Past President Dan Smith is chair of the AAPG Membership Coordination Committee and previously headed the Membership Enhancement and Development Committee. The Membership Committee has been studying the landscape closely over the past two years and has assigned six subcommittees focusing on various aspects of member development.
In addition to looking at AAPG strengths, weaknesses and demographics, Smith said that "we are studying what our sister societies have done that has been beneficial."
Smith said there are three areas drawing focus the committee feels are at the crux of the membership growth conversation:
AAPG has Active, Associate, Student and Emeritus classifications, each with a determined dues structure.
SEG has Active, Associate and Student and Emeritus classifications, with graduated dues based on World Bank classifications. "Global memberships," which carry lower dues, are subsidized by Apache Corp.
SPE dues are based on World Bank classifications, age and monthly salary, with dues ranging from $80 to $10 for all members.
Only AAPG requires a degree, and requires documentation. AAPG Active status requires three vouching Active members to complete forms; SEG Active does not require a degree but requires three references; SPE will allow persons with no degree but six years experience in the industry to join.
AAPG has set dues for its member classifications based on graduated dues structures. The sister societies don't.
The bottom line is: AAPG is more exclusive as who can be a member -- and thus more "difficult" to join. Also, other societies are significantly less expensive -- at least for some of their members.
Update on Progress
In addition to the AAPG Membership Committee activities, there are some specific actions that have been taken and proposals on the table to address the lack of growth. They include:
- A proposal is before the House of Delegates to add a new vice president position on the Executive Committee that would be designated as a Regions Vice President, ensuring non-U.S. representation on the Association's governing board.
AAPG President Peter R. Rose wrote to delegates that the proposal to be considered at the Houston meeting in April "will empower our international membership, who have hitherto been notably under-represented among AAPG's elected officers, even though they compose 30 percent of our membership."
- An ad hoc committee is studying a graduated dues structure with the aim of lowering dues for persons in countries whose incomes make joining prohibitive.
Past President Patrick J.F. Gratton noted that "while there are contributing factors, there is a primary correlation in changing the dues structures and membership growth."
- AAPG has opened an office in London at Imperial College (details to be announced in next months' EXPLORER) and other Region offices are under consideration.

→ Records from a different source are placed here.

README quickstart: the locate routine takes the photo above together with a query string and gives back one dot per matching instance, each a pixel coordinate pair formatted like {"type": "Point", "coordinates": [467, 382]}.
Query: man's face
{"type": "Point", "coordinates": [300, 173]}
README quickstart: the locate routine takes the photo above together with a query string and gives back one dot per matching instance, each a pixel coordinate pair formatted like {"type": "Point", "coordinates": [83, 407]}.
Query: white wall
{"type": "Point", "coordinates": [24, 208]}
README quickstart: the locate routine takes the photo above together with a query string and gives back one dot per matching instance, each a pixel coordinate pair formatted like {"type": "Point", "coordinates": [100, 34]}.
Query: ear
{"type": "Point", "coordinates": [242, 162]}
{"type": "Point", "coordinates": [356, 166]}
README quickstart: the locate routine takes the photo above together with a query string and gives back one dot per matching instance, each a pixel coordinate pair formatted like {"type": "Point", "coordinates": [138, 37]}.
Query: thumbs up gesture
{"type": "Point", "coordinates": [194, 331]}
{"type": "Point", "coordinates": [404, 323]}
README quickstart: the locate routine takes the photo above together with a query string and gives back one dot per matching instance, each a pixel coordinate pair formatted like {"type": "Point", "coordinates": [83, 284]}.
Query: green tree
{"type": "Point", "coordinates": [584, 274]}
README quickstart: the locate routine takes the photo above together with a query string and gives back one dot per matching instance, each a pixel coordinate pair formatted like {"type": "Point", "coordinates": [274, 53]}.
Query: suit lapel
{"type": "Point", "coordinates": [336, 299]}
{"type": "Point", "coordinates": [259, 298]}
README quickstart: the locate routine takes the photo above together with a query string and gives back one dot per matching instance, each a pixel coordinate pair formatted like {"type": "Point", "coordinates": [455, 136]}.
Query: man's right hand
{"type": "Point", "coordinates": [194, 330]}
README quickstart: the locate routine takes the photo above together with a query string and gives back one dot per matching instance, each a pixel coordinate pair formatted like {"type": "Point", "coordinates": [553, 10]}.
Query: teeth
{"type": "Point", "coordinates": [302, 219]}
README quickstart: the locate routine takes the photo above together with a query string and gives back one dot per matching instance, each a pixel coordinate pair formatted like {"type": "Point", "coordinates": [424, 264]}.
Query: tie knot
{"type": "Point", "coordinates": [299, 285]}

- AAPG has streamlined its application process to make it faster and easier to join.
- Regions that have been asked to form a committee within each region assist in reviewing applications as well as providing sponsors. There also have been proposals that the application process and the qualifications for membership be revisited.
Heath said "of the 120 +/- nations we have listed on our membership list, 57 have fewer than three Active members. This means that it will be extremely difficult for any citizen in these, or any other of the 100 +/- countries that exist, to get enough supporters for any application they make to become an Active member. How do we hope to expand if there are so many nations where we have little or no representation unless we develop more practical rules for election?"

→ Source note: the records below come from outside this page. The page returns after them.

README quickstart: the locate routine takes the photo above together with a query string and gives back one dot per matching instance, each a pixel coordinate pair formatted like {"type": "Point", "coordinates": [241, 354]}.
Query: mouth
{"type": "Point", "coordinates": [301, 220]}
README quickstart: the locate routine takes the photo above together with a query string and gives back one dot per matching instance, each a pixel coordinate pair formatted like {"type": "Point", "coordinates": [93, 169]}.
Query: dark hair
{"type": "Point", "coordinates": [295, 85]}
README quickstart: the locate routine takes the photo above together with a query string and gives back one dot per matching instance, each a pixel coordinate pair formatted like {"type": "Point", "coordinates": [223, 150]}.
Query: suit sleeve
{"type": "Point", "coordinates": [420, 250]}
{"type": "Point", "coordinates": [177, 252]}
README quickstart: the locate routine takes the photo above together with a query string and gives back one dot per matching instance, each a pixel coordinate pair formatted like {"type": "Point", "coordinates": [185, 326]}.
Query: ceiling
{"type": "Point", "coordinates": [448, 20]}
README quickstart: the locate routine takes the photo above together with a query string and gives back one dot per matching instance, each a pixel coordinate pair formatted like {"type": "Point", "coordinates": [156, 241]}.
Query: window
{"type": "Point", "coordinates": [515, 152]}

Heath, who has lived and worked in 13 countries in his career, first became involved in international membership in 1978 when he visited with an AAPG senior official and suggested that AAPG should seek more members from outside North America.
"He/she replied that he/she did not think there were any geologists outside America," Heath said. "Over the next six months, I sent 13,500 names and addresses. Sometime later, I can't remember when, perhaps in the early 1980s, I presented a map at a talk for AAPG H.Q. about the problems geoscientists in Africa have in paying our dues."
The country-by-country data Heath collected on member growth potential can be accessed on the AAPG Web site.